Inspirational Quotations

Inspirational Quotes by Theodore Dreiser (American Novelist, Journalist)

Theodore Herman Albert Dreiser (1871–1945) was an American novelist and playwright. He is acclaimed for applying the naturalist genre to the American society of the early twentieth century. His depiction of prevalent sentimental and realist subjects revealed class differences through the lens of urban life.

Born in Terre Haute, Indiana, Dreiser was the ninth child of impoverished German immigrant parents. He attended university for a year before relocating to New York to become a journalist. He was deeply motivated by the works of Charles Darwin and Thomas Huxley, which led to the naturalist bias of Dreiser’s writing.

Dreiser’s first novel, Sister Carrie (1900,) is one of the groundbreaking books of American realism. His description of a young girl’s escape from poverty by using her sexual allure instigated much controversy for Dreiser’s honest treatment of the heroine’s sexuality and determination.

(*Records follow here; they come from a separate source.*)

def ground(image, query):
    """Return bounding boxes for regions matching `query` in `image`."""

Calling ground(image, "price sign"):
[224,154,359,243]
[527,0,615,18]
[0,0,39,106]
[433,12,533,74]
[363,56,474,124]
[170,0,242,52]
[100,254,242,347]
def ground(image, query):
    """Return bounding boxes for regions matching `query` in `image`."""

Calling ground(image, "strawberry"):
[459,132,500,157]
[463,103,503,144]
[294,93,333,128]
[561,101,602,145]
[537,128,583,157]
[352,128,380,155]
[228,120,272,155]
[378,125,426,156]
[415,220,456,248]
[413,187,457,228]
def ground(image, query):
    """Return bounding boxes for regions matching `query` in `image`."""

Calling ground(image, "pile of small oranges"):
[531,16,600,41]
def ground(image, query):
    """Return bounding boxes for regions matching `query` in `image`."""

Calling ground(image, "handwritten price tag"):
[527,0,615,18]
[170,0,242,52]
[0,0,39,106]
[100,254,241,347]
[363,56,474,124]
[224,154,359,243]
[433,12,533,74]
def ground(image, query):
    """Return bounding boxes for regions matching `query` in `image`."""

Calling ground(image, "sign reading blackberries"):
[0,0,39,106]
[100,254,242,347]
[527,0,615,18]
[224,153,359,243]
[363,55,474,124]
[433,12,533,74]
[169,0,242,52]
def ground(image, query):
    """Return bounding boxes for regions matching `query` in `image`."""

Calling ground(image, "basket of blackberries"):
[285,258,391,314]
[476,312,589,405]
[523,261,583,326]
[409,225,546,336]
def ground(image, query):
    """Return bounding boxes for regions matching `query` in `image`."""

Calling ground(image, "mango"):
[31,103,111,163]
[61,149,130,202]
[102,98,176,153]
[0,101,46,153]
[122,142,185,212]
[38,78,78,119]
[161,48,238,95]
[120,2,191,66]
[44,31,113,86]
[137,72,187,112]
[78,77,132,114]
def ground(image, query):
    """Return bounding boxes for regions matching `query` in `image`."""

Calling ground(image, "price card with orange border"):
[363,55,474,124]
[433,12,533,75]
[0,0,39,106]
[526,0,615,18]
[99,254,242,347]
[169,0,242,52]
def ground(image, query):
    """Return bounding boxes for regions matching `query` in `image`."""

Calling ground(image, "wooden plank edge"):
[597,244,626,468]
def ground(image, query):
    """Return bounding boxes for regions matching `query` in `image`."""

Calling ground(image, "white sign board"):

Sister Carrie was even suppressed by its publisher.

Dreiser’s masterpiece, An American Tragedy (1925,) is an evocatively-documented narrative about a young man provoked by ambition and dreams of wealth to conspire the murder of his pregnant girlfriend. Based on a real murder case, the novel, through a scrupulous buildup of details and trivial events, is regarded as one of the first major psychological studies of an American murderer. An American Tragedy was dramatized in 1926 and 1936 and made into films in 1931 and 1951.

Dreiser’s notable plays include the collection Plays of the Natural and the Supernatural (1916) and his full-length The Hand of the Potter (1918.)

More: Wikipedia READ: Works by Theodore Dreiser

Words are but the vague shadows of the volumes we mean. Little audible links, they are, chaining together great inaudible feelings and purposes.